Ma siamo sicuri che è disponibile una quantità tale di materie prime ed energia tale da permettere una produzione su questa scala?

 

Ps: sorry se ho scritto fesserie.

Buon punto. Per quella ragione la crescita e' intimamente legata all'innovazione ed ai nuovi prodotti.
Quando hai la casa piena di sedie che costano oramai pochissimo magari hai voglia di un tavolo, di un pc da metterci sopra, di uno schermo tv ... elenco cose inventate gia', per farmi capire.

Il limite sono i bisogni umani. Se, davvero, un giorno la gente dira' "ne ho abbastanza, sto bene cosi', sono soddisfatto e non voglio ulteriori beni e servizi di nessun tipo" allora smetteremo di crescere.

Ma sono disposto a scommettere che almeno una classe di beni e servizi la gente vorra' sempre: cure mediche per star meglio e vivere piu' a lungo, medicine e cose del genere. Quindi, in un giorno molto lontano che io non vedro', la maggioranza delle persone sara' occupata nei servizi sanitari e collegati.

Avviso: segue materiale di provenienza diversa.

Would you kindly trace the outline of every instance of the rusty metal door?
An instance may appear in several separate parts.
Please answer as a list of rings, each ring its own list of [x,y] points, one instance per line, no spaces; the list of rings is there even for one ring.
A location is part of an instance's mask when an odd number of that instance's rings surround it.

P.S. Well, a ben pensarci c'e' un altro tipo di "servizio" che a mio avviso gli umani domanderanno sempre ed il cui costo non e' comprimibile: il sesso. Un mondo di medici, gigolo e puttane ci aspetta :-)

Complimenti davvero. Un articolone che non condivido completamente (un po' di "Keynes", insomma, proviamo a conservarlo...), ma comunque molto molto convincente in moltissime parti, soprattutto quando si parla della politica monetaria e, alla fine, delle incapacità nostrane. Magari meno acidità ogni tanto, ma, si sa, il carattere è il carattere:-))

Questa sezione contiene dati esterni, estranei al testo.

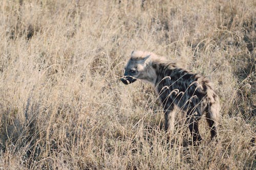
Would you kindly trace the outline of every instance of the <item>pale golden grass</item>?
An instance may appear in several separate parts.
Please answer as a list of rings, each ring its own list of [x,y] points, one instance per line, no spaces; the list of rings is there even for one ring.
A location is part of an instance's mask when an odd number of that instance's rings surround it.
[[[255,1],[120,2],[0,3],[0,169],[255,169]],[[134,50],[209,78],[218,143],[204,120],[167,141],[153,88],[119,80]]]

In fondo, il succo è "ci vuole la 'politica industriale'" (che, ovvio, è il contrario del dirigismo economico...)

Sulla Germania e il suo virtuoso modello, e sulla Fiat, mi permetto di suggerire la lettura di questo polemico pezzetto... forse sarebbe il caso di rifletterci.

"Come nella recente manovra, che è riuscita ad aumentare sia la spesa che l’imposizione raccontando al popolo d’aver fatto l’opposto!"

Il buon Tremonti dice, da qualche parte, che calando il PIL e standing still l'imposizione fiscale è naturale che la pressione fiscale aumenti.

"L’effetto reale più immediato della crisi esplosa tra il 2007 ed il 2008 consiste nella distruzione di aziende e posti di lavoro, specialmente a medio-basso valore aggiunto"

Che dire allora del business tutto italiano delle macchine erogatrici di caffè/spuntini/bevande/piatti-pronti, ora che hanno popolato un sacco di "negozi ad una luce" (e senza vetrina... A Milano ce ne sono parecchi)? D'accordo che, come insegnano all'Esselunga, il cibo è un affare sicuro, ma questo può essere un business sostenibile oppure solo qualcosa di effimero e sprecato??

3: okkey, ne avrete discusso già a lungo in redazione, ma non potreste mettere un alert per i nuovi messaggi???

http://www.repubblica.it/economia/2010/09/16/news/confindustria_dati-7128931/?ref=HRER1-1

non so se siano attendibili, sono sicuramente spaventosi (non a caso non sono al centro del dibattito).

C'è limbarazzo della scelta tra

L’ammontare delle risorse sottratte ogni anno alle casse dello Stato - afferma il centro studi di Confindustria nel rapporto d’autunno sugli scenari economici - ha raggiunto cifre sbalorditive: 125 miliardi secondo i calcoli del Csc elaborati a giugno, che alla luce dei nuovi dati sul sommerso diffusi nel frattempo dall’Istat appaiono nettamente sottostimati».

oppure

ritiene tuttora più probabile uno scenario ispirato a un prudente ottimismo, dove i rischi al ribasso sono bilanciati da possibili sorprese positive

ma la palma spetta senz'altro a

Secondo Confindustria bisognerà aspettare il 2013 per vedere l’economia italiana tornare a correre come nel 2007, prima della crisi.

ricordo che la crescita del 2007 fu un roboante 1.5% (eurostat).

A quanto le quotazioni di una nuova manovra?